Since I can’t modify the HTML I receive, what can I do to programmatically process HTML? It seems to me that should not use regular expressions.
+1 for the most epic answer in Stack Overflow history.
– Rodrigo Rigotti
@Epic and deceptive Rodrigorigotti. Because it is not correct to say that you should never use regex to parse any HTML chunk... By the way, the new website design or my version of Chrome is framing Zalgo Text, no more characters appear going up and down.
– bfavaretto
@bfavaretto has never been able to interpret an html completely using regular expressions - in my opinion for the same reasons as the answer I quoted gives.
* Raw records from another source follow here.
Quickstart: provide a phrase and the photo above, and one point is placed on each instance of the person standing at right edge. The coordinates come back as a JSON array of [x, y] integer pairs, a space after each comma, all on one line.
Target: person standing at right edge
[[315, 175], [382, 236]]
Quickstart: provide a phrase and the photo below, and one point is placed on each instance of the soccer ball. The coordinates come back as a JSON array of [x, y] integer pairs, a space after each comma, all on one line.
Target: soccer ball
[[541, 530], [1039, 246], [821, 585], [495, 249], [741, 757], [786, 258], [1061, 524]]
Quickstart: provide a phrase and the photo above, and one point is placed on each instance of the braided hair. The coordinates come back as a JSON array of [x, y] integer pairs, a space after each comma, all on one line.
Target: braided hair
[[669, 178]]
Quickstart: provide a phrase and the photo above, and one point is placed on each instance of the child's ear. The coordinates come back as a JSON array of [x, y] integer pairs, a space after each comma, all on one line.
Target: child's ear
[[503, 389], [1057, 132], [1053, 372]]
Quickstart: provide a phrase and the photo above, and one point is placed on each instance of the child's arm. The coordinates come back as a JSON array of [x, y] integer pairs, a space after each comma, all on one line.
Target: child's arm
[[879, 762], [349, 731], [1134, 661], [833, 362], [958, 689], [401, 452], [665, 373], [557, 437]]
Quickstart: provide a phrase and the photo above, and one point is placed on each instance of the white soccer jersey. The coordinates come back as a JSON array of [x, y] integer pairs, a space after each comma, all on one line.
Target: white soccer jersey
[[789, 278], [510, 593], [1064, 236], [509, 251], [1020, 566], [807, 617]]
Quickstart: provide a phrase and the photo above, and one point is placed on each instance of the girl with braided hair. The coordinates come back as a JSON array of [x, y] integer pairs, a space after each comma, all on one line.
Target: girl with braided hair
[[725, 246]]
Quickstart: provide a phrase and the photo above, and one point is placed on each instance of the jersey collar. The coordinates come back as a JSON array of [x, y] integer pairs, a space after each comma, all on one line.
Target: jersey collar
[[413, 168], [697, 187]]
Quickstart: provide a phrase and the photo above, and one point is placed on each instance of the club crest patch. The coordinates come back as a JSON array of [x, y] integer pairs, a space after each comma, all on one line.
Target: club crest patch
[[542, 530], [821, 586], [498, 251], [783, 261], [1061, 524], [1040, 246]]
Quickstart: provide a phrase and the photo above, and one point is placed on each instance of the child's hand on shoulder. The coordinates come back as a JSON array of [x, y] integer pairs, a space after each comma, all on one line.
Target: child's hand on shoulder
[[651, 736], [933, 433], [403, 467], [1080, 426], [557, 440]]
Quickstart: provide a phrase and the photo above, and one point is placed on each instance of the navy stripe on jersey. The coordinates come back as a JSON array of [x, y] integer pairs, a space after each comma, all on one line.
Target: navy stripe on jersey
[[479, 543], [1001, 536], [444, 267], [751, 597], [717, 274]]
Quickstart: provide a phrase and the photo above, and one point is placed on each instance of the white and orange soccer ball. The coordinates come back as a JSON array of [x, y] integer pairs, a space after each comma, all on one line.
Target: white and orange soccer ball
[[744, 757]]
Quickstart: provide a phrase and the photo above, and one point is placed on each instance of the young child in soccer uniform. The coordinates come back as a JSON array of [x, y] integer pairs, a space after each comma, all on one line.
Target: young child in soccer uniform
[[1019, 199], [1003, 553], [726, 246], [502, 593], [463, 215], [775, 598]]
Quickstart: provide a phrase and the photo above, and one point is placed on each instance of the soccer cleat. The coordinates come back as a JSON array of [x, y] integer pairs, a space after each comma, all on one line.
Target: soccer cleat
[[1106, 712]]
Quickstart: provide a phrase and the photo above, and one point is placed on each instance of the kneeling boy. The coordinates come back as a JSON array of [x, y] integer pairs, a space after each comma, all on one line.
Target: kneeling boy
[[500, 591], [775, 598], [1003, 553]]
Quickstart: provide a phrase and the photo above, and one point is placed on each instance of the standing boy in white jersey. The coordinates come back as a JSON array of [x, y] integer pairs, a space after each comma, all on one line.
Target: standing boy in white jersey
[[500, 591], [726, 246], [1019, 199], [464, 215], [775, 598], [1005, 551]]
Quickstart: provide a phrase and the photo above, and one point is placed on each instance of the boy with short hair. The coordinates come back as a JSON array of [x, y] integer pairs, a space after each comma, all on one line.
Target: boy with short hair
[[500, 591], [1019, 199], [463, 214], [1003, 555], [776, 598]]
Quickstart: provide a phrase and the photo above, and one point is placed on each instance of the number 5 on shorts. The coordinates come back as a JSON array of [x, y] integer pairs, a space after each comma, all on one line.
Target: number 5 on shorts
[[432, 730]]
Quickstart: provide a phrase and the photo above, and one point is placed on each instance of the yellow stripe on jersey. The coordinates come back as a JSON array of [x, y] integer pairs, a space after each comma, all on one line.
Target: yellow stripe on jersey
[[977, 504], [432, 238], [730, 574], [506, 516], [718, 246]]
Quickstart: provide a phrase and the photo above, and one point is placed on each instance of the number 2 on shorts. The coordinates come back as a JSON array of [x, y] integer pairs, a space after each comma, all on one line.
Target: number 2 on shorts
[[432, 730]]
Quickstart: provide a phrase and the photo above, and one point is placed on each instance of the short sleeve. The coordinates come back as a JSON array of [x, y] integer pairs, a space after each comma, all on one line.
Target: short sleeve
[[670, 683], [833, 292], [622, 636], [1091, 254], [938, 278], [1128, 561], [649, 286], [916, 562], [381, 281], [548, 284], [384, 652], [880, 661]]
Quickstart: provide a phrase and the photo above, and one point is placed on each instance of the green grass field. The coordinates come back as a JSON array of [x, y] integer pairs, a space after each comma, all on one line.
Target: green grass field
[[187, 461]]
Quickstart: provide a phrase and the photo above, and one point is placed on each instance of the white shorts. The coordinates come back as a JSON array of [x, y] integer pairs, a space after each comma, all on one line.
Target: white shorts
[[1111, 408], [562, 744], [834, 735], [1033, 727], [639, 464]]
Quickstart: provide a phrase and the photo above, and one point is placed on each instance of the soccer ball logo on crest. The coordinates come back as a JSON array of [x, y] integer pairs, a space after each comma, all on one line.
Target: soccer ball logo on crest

I believe that some less complex elements can be read, but not an entire HTML document.
– Rodrigo Rigotti
Yes Rodrigo, a whole document does not give. But it is that that answer drew so much attention that in the OS any question about extracting something from HTML (for example, an attribute of a single tag in a 20-character string) ends up marked as a duplicate of that.
– bfavaretto
One option is to use a headless browser to interpret the document and generate a well-formed version.